Metadata for digital objects

That was the topic discussed recently by OCLC Research Library Partners metadata managers. It was initiated by Jonathan LeBreton of Temple, who noted the questions staff raised when describing voluminous image collections such as: Do we share the metadata even if it would swamp results? What context can be provided economically? What are others doing both in terms of data schemas and where the metadata is shared?

The discussion revolved around these themes:

Challenges in addressing the sheer volume of digital materials.  Managers are making decisions based on staffing, subject expertise, collection’s importance and funding. It was suggested that some metadata could be extracted from the technical metadata, such as dates and location. We discussed the possibility of crowd-sourcing metadata creation, although experience to date is that a few volunteers are responsible for most contributions, and the successful examples tend to be for transcription, editing OCR’d text, and categorizations. (The At a Glance: Sites that Support Social Metadata chart indicates the ones that enhance data either through improved description or subject access.) The context must matter to people for them to volunteer their efforts. (See the OCLC Report, Social Metadata for Libraries, Archives and Museums: Executive Summary.) With the anticipated increase of born-digital and other digitized materials, there’s a greater need for batch and bulk processing.

Grappling with born-digital materials.  Libraries are receiving the digital equivalents of personal papers and using the Forensic Toolkit to “process” these digital collections.  Preservation and rights management, in addition to description, are important components and no commercially available system yet addresses these needs. The Association of Research Libraries is working with the Society of American Archivists to customize its Digital Archives Specialist (DAS) Program to develop the requisite skills for managing born-digital for ARL library staff. OCLC Research has produced several reports in conjunction with its Demystifying Born Digital program of work.
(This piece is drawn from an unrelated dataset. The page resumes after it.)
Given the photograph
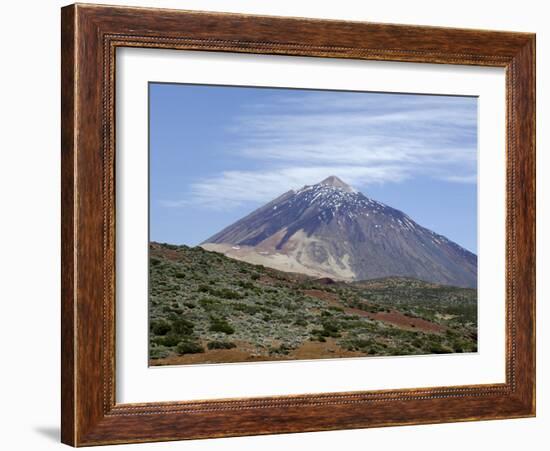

Concerns about “siloization”, or proliferation of “boutique” collections, using different metadata schema. Metadata is being created in different native systems within an institution, metadata that is often not loaded into a central catalog or even accessible in the local discovery layer. User-created metadata in institutional repositories may be OAI harvested by OCLC and thus may appear in WorldCat even if not visible in the institution’s local discovery tool. Managers grapple with whether to spend resources on updating such metadata before it is exposed for harvesting.  Another challenge is deciding what to include in which discovery layer, and what should be silo’d.  The numerous repositories within an institution can result in complex metadata flows for discovery, as illustrated by UC San Diego’s Prezi diagram. Some institutions map their various metadata schema to MODS (Metadata Object Description Schema), but all non-MARC metadata is converted to MARC when loaded into WorldCat.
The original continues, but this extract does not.